Yuan Lin, Ph.D.

Nanoparticles to Deliver Cancer Immunotherapy?

FUNDED: FEBRUARY 2018

FUNDED BY: The generosity of various 2017 SPARK Donors

What was the goal of your SPARK project?

With solid tumor cancers, the challenge for the immune system is both to identify and then successfully attack the tumor. Recent cancer immunotherapies involving immune checkpoint inhibitors have had success in yanking away tumor cells’ “invisibility cloak”. However, one of the protective molecules deployed by tumors, adenosine, accumulates in such high concentrations that it can render the immunotherapy ineffective. This suggests that multiple immune suppression mechanisms co-exist and there might be a benefit to combining adenosine blockers (ARIs) with existing check-point immunotherapies. There are several ARI drugs in development, however the challenge remains to design a tool that delivers these drugs in a manner that allows them to counteract the high concentration of adenosine. This SPARK project was to determine if nanoparticles could be used as an effective delivery mechanism for ARIs.

SPARK project results:

For this project, we wanted to test our hypothesis that by using nanoparticles to deliver ARIs, we could more effectively deliver high amounts of ARIs to tumors to shrink and ultimately kill them. We used SPARK funding to combine a particular ARI (SCH58261) with a fluorescent dye and encapsulate them together in a biodegradable polymer to create drug-eluting nanoparticles, which, once injected into a tumor, result in a slow, localized drug release. We then used fluorescence microscopy and flow cytometry to visualize the fluorescent dye first in cell culture to help determine which immune cells take up nanoparticles, and then in vivo in tumor-bearing mice to determine its effectiveness in reducing tumor size. When we analyzed the uptake of nanoparticles in mouse immune cells and then human immune cells, we identified phagocytic macrophages as the primary target for nanoparticle uptake in both. We then moved on to investigating in vivo update of nanoparticles, and found that virtually all of the particles remained at the site of injection and that no fluorescence could be detected outside of the tumor, suggesting that intratumoral injection of nanoparticles could be used to localize drugs within tumors to improve potency and reduce toxicity. Further studies found that our ARI-loaded nanoparticles could more effectively reduce tumor size in mice.
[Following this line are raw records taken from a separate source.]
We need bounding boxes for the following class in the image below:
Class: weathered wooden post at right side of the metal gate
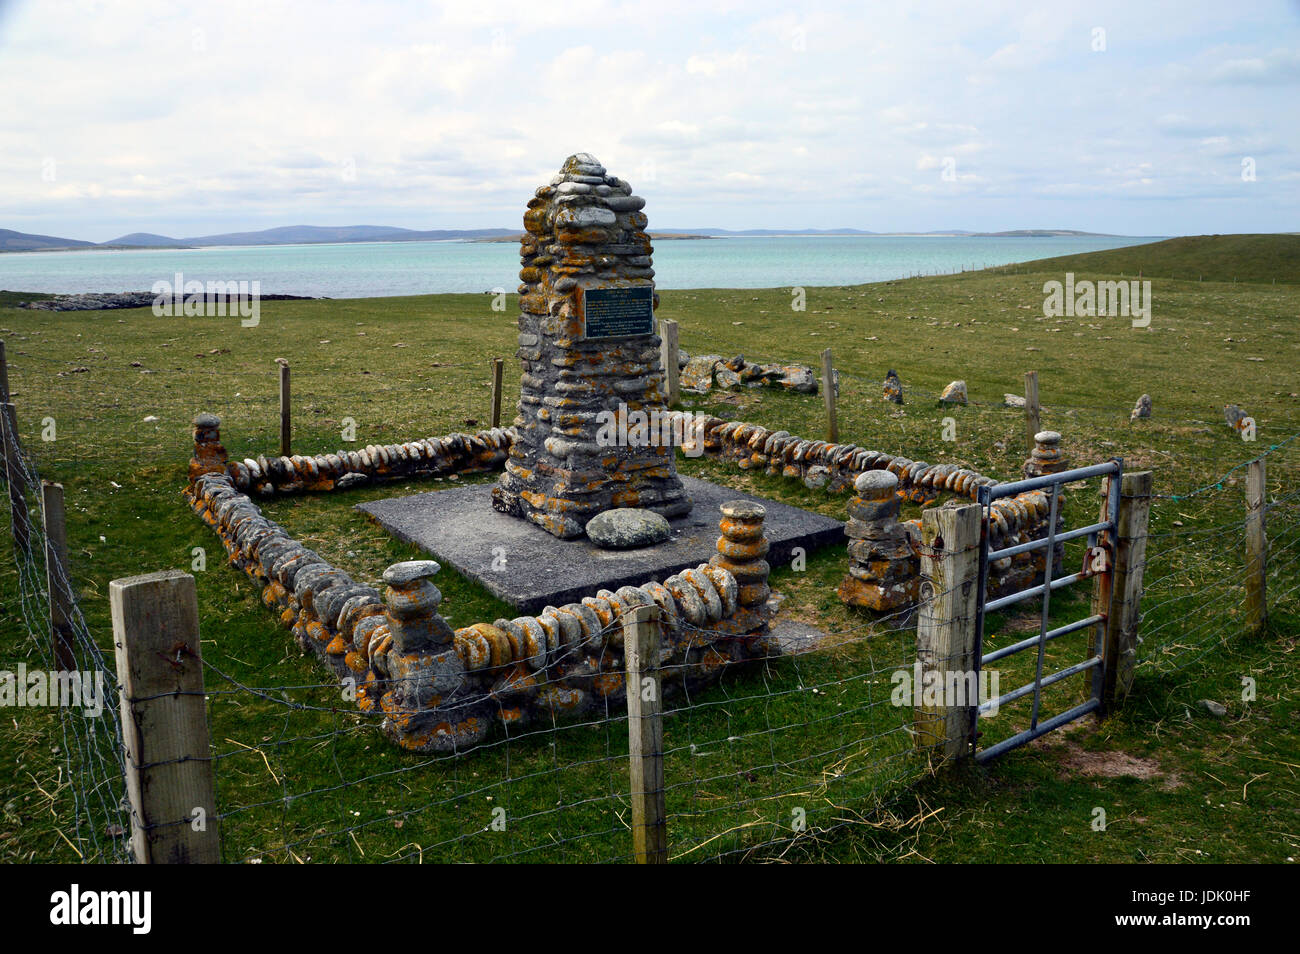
[1092,471,1154,715]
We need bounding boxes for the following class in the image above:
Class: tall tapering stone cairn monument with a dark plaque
[493,152,692,538]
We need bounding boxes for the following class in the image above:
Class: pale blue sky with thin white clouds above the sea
[0,0,1300,242]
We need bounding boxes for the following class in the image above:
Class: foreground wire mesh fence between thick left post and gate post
[185,605,927,862]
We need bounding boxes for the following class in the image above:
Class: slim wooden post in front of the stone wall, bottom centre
[623,606,668,864]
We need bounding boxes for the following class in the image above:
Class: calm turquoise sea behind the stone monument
[0,235,1157,298]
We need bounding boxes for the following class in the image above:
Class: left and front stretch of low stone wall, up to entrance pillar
[186,416,779,753]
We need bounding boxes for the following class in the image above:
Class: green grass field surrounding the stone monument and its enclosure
[0,237,1300,862]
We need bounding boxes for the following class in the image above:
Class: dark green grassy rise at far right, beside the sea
[992,233,1300,282]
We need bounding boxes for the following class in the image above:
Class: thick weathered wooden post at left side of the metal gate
[913,503,983,759]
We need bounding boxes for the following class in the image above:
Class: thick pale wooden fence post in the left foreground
[108,571,221,864]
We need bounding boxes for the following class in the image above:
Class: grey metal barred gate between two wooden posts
[972,459,1123,762]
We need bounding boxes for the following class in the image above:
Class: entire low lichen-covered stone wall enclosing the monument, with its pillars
[186,397,1069,738]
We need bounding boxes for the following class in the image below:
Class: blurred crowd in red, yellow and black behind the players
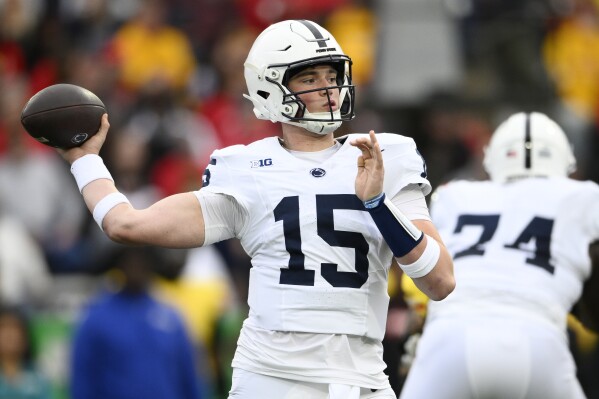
[0,0,599,399]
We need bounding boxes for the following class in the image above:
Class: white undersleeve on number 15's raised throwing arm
[194,190,246,245]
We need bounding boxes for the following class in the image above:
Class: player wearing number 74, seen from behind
[400,112,599,399]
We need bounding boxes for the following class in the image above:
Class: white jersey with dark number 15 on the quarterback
[201,133,430,388]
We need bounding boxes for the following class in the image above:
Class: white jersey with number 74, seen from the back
[429,178,599,331]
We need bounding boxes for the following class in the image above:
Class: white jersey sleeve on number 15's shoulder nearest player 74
[377,133,432,197]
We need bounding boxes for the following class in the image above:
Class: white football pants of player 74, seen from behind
[399,318,585,399]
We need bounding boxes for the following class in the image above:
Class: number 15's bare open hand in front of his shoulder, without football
[350,130,385,201]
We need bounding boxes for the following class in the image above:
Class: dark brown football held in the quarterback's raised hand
[21,83,106,149]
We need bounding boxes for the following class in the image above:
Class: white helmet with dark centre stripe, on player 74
[483,112,576,182]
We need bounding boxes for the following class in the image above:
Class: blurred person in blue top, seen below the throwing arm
[70,247,202,399]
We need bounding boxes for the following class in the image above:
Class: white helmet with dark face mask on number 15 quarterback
[243,20,355,135]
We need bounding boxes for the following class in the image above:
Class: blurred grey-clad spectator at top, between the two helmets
[373,0,464,107]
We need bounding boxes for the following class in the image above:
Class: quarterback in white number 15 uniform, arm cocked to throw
[54,20,455,399]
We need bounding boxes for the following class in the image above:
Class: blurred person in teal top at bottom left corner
[0,307,52,399]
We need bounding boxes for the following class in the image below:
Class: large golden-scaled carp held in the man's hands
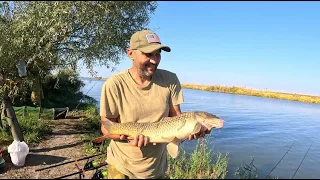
[101,111,224,158]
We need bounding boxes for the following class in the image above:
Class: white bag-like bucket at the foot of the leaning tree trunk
[8,140,29,167]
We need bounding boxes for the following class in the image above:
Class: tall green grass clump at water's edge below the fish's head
[168,140,228,179]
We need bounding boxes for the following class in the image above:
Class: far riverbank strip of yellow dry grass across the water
[182,84,320,104]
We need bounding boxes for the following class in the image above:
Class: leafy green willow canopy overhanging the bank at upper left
[0,1,157,141]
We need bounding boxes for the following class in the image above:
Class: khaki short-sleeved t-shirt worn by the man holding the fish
[100,69,184,178]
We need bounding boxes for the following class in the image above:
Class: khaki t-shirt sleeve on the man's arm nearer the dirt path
[100,78,119,118]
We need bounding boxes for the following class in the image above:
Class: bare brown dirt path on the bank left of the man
[0,116,107,179]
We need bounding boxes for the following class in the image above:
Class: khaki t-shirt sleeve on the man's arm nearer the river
[170,74,184,106]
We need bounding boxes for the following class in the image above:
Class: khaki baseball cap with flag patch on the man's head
[130,30,171,53]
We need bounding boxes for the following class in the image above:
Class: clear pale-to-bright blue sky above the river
[80,1,320,95]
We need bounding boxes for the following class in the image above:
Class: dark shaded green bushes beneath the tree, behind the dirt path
[13,70,97,110]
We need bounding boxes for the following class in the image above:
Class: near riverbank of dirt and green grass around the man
[0,105,229,179]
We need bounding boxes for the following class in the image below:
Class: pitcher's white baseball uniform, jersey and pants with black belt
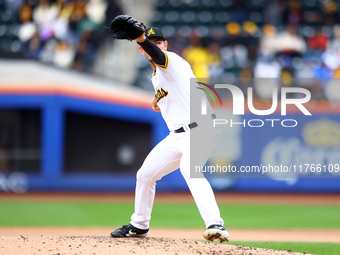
[130,51,224,229]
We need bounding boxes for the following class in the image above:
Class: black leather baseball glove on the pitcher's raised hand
[110,15,146,41]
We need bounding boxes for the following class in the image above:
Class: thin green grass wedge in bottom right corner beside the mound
[228,242,340,255]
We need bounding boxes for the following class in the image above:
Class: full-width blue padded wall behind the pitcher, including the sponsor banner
[0,94,340,192]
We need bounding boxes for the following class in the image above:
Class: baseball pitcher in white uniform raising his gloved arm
[110,15,229,242]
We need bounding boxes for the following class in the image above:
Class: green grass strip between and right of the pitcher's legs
[152,204,340,229]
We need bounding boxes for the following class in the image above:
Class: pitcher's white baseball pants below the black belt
[130,122,224,229]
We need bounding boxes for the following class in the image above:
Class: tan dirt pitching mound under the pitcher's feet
[0,235,308,255]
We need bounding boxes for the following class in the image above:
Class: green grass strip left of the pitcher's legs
[0,202,133,227]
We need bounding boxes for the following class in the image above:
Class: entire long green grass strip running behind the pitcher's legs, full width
[0,201,340,229]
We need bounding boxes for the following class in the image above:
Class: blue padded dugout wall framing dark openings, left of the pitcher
[0,95,181,191]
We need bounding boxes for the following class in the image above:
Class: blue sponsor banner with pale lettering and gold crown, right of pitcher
[237,114,340,178]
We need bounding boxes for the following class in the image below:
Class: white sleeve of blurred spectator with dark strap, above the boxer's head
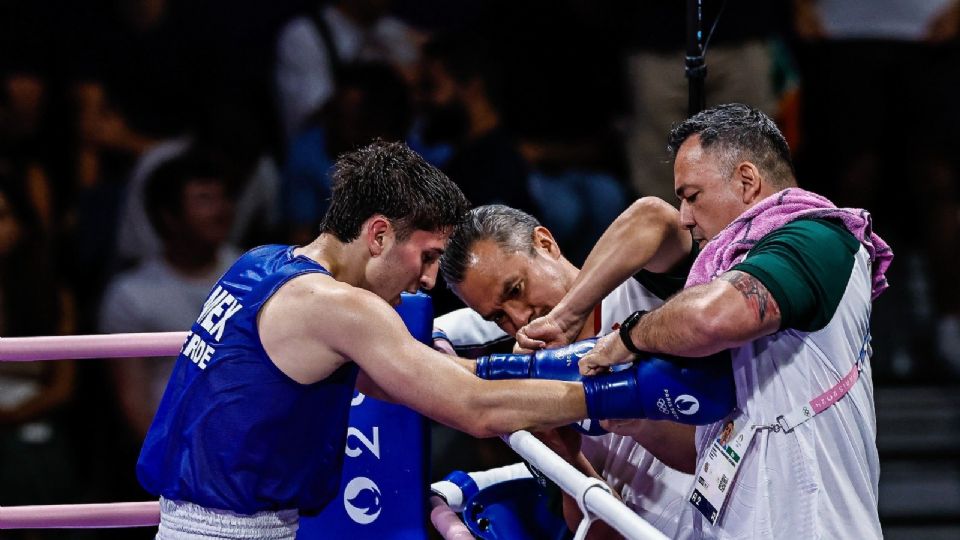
[276,17,334,141]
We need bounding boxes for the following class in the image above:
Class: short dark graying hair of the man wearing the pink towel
[667,103,796,187]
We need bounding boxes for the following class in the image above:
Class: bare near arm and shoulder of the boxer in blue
[260,275,587,437]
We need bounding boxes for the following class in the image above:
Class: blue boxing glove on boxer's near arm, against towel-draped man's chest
[583,351,737,426]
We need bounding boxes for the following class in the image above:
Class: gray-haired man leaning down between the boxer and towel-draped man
[434,198,694,537]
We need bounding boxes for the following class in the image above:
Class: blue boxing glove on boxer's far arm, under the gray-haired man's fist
[477,338,597,382]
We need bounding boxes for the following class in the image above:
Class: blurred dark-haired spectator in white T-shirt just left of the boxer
[100,150,239,440]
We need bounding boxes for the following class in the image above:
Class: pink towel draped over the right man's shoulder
[686,188,893,299]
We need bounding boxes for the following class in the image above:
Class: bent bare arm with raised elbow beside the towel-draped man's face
[517,197,692,349]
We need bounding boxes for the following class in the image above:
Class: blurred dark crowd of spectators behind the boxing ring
[0,0,960,534]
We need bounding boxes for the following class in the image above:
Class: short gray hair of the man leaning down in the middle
[440,204,540,286]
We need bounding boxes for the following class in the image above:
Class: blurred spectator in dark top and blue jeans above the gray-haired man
[480,0,628,262]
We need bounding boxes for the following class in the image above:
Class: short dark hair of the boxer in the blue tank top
[320,140,470,242]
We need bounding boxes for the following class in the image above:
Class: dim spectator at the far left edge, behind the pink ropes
[0,176,78,516]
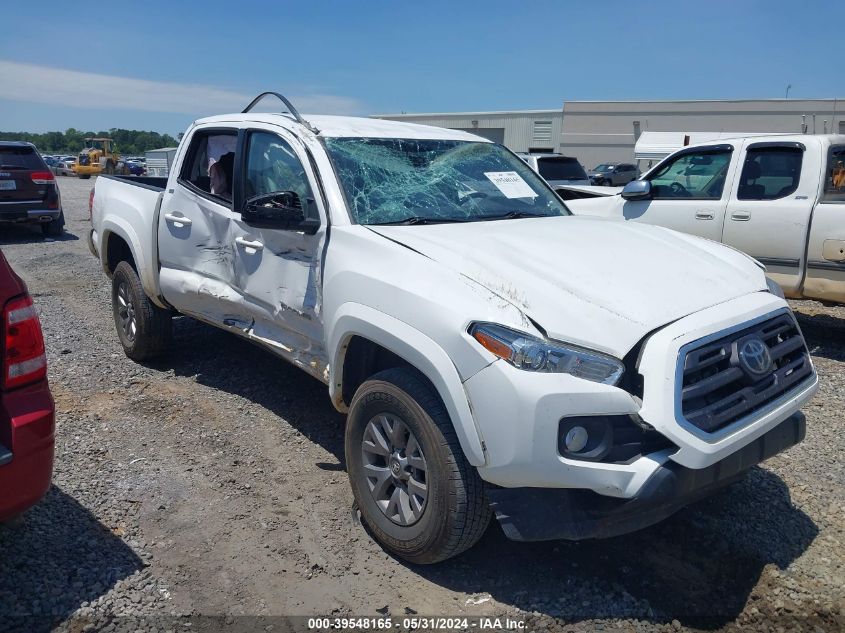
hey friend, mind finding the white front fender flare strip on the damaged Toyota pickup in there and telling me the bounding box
[326,303,486,466]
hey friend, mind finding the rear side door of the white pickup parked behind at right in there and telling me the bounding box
[722,141,821,295]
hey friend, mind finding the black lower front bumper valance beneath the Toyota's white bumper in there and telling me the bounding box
[487,412,806,541]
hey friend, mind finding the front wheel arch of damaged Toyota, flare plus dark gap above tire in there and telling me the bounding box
[328,303,486,466]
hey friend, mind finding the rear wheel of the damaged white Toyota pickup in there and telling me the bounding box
[112,261,173,361]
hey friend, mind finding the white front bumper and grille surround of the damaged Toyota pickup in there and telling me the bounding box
[464,292,818,499]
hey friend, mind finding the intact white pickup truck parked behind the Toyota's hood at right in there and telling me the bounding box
[565,134,845,303]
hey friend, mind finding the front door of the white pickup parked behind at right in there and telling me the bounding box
[622,145,737,242]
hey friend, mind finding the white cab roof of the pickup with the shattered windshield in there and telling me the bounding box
[191,112,490,143]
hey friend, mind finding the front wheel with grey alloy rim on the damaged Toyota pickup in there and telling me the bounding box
[345,367,492,564]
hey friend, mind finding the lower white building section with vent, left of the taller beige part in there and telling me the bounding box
[373,110,563,152]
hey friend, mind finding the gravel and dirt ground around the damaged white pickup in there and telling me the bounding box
[0,178,845,631]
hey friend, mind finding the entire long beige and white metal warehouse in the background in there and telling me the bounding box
[376,98,845,168]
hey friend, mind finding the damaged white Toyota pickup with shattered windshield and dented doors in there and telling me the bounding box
[89,93,817,563]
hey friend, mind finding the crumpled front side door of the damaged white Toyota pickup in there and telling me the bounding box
[232,129,328,380]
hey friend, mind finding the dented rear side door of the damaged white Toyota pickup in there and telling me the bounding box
[158,127,251,330]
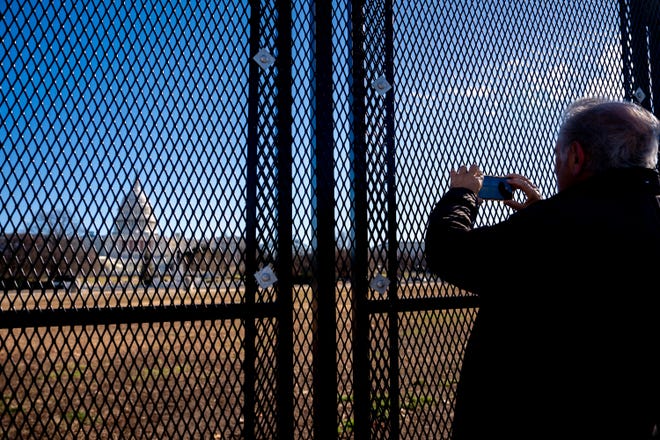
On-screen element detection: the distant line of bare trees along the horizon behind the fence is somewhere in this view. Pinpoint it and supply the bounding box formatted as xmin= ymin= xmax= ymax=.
xmin=0 ymin=232 xmax=423 ymax=290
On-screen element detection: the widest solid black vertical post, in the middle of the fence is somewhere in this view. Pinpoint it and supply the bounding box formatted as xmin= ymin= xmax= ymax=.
xmin=312 ymin=0 xmax=338 ymax=439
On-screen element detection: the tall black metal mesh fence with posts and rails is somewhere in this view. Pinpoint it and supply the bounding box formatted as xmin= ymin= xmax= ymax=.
xmin=0 ymin=0 xmax=660 ymax=439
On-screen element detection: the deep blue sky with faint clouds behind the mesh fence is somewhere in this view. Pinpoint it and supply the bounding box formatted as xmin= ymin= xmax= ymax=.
xmin=0 ymin=0 xmax=623 ymax=241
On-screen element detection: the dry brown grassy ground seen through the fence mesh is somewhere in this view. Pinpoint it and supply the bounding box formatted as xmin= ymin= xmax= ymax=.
xmin=0 ymin=283 xmax=472 ymax=439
What’s next for this project?

The findings from this SPARK-funded experiment have great potential for clinical translation since encapsulation of ARI drugs into nanoparticles may prove to be safer and more effective than orally administered ARIs currently in clinical trials. The future work is to test more nanoparticles to find the best composition used for drug loading. I applied for a grant for follow-up studies with the National Institutes of Health as a result of the preliminary results from this project.